To the bank’s credit, with ~10,000 suppliers, they recognized that some suppliers have more inherent risk than others due to the nature of the products and services that they provide to the bank. As such, they were able to first prioritize the suppliers for an assessment based upon their inherent risk score.
A quick review of the information security and business continuity controls being used in the assessments yielded that they were connected to the goal (of an assessment) through a series of intermediary entities – where the goal (at the top) was decomposed into domains, and domains were decomposed to functions, and functions were decomposed to requirements, and finally, requirements were decomposed to controls.
With this tree-like structure (assessment goal –> domains –> functions –> requirements –> controls) already in-place, we recommended the use the Analytic Hierarchy Process (AHP) to build a collection of weighted, hierarchical assessment models that reflected the relative importance of each domain, function, and requirement for each category of supplier (e.g., call centers, card printers, credit agencies, etc.)
The weighted assessment models were used to aggregate the data at the lowest level (i.e. control level) of the hierarchy to provide insight into how the supplier fared at the requirement, function, and domain levels – resulting in an overall rating at the top of the hierarchy (i.e. goal). The weighted assessment models doubled as highly visual dashboards that more accurately depicted the risk exposure associated with a given supplier. The dashboards enabled the customer to answer questions such as:
• Should we enter a remediation phase with the supplier?
• Should we replace the supplier?
• Should we sunset the supplier relationship and rely on the other suppliers in that same category?
To determine when to declare the remediation phase complete, the weighted assessment models enabled the assessment team to determine when the successful remediation of findings at the control level were sufficient to move the aggregated assessment at the requirement, function, domain, and goal levels to an acceptable state. By remediating the most consequential (higher weighted) controls, the upper levels of the weighted scoring model moved “to green”, shifting the emphasis (and resources) away from trying to remediate every finding – and particularly, away from those that were inconsequential (lower weighted) for that category of supplier.

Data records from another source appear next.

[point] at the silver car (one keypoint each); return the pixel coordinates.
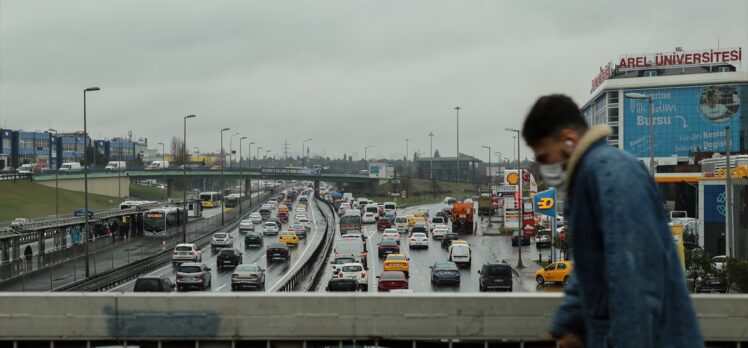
(193, 275)
(251, 275)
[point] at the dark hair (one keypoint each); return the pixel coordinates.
(549, 115)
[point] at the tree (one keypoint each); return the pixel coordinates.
(179, 156)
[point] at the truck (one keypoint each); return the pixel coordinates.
(485, 204)
(462, 217)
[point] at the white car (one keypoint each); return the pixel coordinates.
(418, 240)
(269, 228)
(391, 234)
(369, 218)
(256, 218)
(354, 271)
(439, 231)
(246, 226)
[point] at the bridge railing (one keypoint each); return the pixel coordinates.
(316, 319)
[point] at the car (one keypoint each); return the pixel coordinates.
(354, 271)
(289, 237)
(277, 250)
(392, 280)
(439, 231)
(448, 238)
(543, 241)
(387, 247)
(383, 224)
(369, 218)
(251, 275)
(246, 225)
(342, 285)
(518, 239)
(154, 284)
(186, 252)
(270, 228)
(256, 218)
(229, 257)
(418, 240)
(397, 262)
(445, 273)
(299, 228)
(557, 272)
(495, 276)
(193, 275)
(221, 240)
(389, 235)
(461, 254)
(253, 239)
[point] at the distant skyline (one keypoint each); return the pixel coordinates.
(345, 73)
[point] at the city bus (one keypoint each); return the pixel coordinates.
(232, 201)
(211, 199)
(156, 221)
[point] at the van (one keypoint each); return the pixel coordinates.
(460, 254)
(115, 165)
(71, 167)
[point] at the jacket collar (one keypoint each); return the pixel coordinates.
(590, 137)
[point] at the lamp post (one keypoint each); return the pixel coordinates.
(457, 108)
(431, 150)
(57, 182)
(223, 160)
(241, 181)
(303, 151)
(651, 126)
(85, 173)
(184, 177)
(521, 234)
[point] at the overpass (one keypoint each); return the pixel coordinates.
(316, 320)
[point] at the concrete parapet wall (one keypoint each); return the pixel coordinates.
(309, 316)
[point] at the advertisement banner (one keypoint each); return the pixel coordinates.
(685, 120)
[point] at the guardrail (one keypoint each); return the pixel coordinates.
(117, 276)
(314, 320)
(310, 267)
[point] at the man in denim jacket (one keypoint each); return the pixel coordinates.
(628, 287)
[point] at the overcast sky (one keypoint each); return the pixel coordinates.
(345, 73)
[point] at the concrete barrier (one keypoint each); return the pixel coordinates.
(310, 316)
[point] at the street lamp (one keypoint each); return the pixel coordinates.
(241, 181)
(457, 108)
(85, 171)
(231, 149)
(651, 126)
(223, 157)
(303, 151)
(57, 186)
(366, 161)
(431, 150)
(521, 203)
(184, 177)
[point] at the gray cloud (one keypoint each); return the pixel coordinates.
(346, 73)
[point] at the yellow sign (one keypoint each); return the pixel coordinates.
(545, 203)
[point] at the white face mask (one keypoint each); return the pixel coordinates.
(553, 174)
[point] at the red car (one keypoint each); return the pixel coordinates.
(383, 224)
(392, 280)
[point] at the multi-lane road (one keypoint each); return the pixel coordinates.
(275, 272)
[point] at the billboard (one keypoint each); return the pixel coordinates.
(685, 120)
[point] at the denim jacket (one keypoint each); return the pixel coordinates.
(627, 288)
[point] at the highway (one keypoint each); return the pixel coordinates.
(485, 248)
(275, 273)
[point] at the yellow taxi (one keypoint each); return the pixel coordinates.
(289, 237)
(397, 262)
(558, 272)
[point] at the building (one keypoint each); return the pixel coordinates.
(445, 168)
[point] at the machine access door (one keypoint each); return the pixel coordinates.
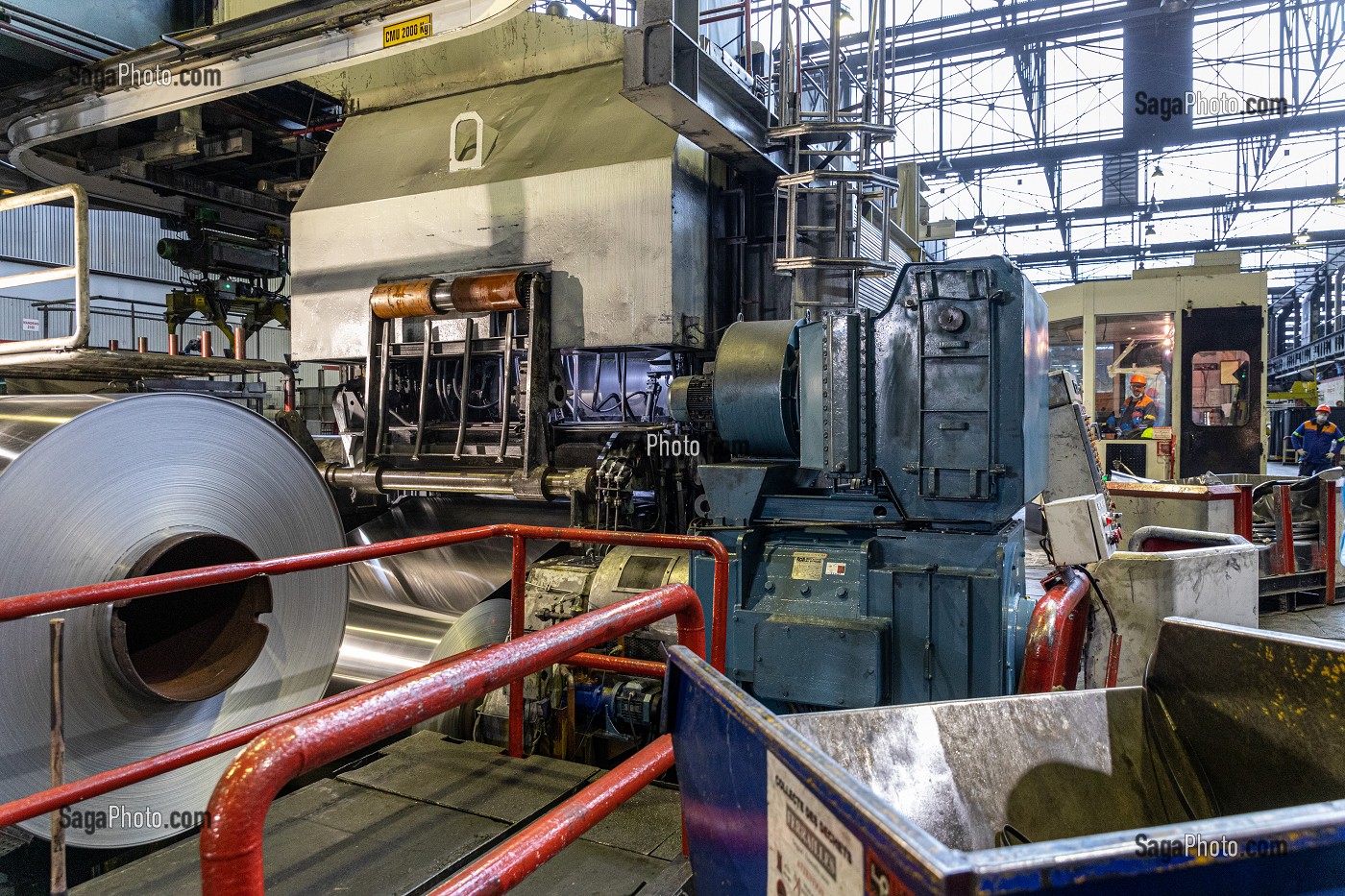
(1221, 393)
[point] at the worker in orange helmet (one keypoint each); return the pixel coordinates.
(1318, 443)
(1139, 412)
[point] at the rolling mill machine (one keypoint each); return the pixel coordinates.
(705, 354)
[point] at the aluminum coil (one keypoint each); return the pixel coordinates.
(756, 388)
(96, 489)
(401, 608)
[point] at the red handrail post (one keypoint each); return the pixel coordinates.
(515, 630)
(232, 842)
(506, 865)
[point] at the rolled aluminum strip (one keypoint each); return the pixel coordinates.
(91, 489)
(755, 403)
(403, 607)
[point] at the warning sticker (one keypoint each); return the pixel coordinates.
(809, 852)
(809, 564)
(409, 30)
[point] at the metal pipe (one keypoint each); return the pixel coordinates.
(289, 389)
(1056, 635)
(94, 40)
(58, 759)
(80, 271)
(518, 576)
(380, 410)
(374, 480)
(62, 599)
(461, 397)
(424, 396)
(232, 841)
(506, 865)
(506, 379)
(622, 665)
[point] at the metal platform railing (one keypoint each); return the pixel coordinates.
(487, 667)
(232, 842)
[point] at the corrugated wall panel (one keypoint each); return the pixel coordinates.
(105, 325)
(120, 242)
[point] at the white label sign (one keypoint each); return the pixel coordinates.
(809, 852)
(807, 566)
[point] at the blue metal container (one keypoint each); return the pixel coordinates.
(1221, 774)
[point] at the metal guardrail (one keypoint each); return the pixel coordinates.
(78, 271)
(557, 828)
(232, 842)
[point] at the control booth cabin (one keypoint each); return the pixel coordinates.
(1197, 335)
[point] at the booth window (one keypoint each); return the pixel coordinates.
(1066, 348)
(1219, 388)
(1133, 346)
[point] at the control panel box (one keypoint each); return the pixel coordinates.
(1083, 530)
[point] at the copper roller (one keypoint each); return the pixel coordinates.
(471, 294)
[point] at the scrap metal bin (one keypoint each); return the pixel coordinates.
(1221, 774)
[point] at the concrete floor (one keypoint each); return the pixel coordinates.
(1318, 621)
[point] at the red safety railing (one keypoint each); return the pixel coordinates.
(71, 792)
(232, 842)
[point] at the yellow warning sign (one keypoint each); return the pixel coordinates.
(407, 31)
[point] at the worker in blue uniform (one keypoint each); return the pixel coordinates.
(1139, 410)
(1318, 443)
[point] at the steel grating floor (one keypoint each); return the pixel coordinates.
(397, 825)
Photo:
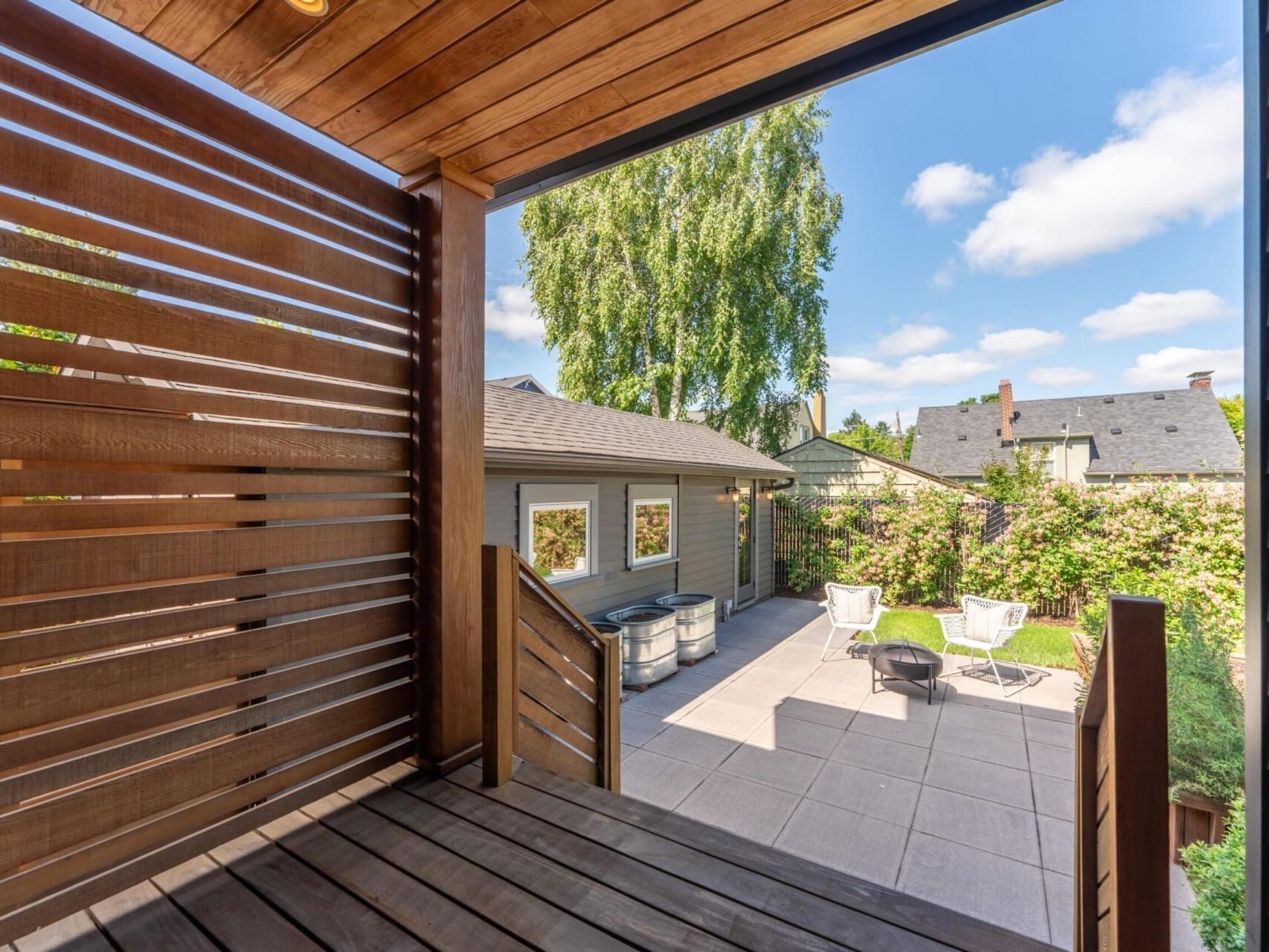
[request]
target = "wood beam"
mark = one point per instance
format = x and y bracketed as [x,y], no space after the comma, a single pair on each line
[451,460]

The assessment dashboard could be used to quickly determine which findings necessitated immediate and complete remediation and which did not. By addressing those controls that would contribute most to moving the top level of the model (the goal) to “green” optimized the allocation of resources. Simply put, neither the bank nor the suppliers had infinite resources to mitigate every finding to get a favorable rating on every control. We knew that if resources and time were being applied to remediating the findings associated with less consequential (lower weighted) controls for a given supplier, that we would be diluting our ability to identify and mitigate more consequential risks with that same supplier or other suppliers.
Q. How did Definitive add value to the supplier assessment program?
By adopting the solution described, the customer significantly improved its visibility and insight into their operational risk. The executives were no longer limited to the descriptive and diagnostic analytic reporting that they been receiving. Although not yet fully matured, the customer was able to begin analyzing where they had significant risk of a data breech across their supply chain. Although it’s never easy to anticipate where and how the next data breach might occur, the executives could, for the first time, begin to proactively make strategic sourcing decisions to minimize their operational risk exposure.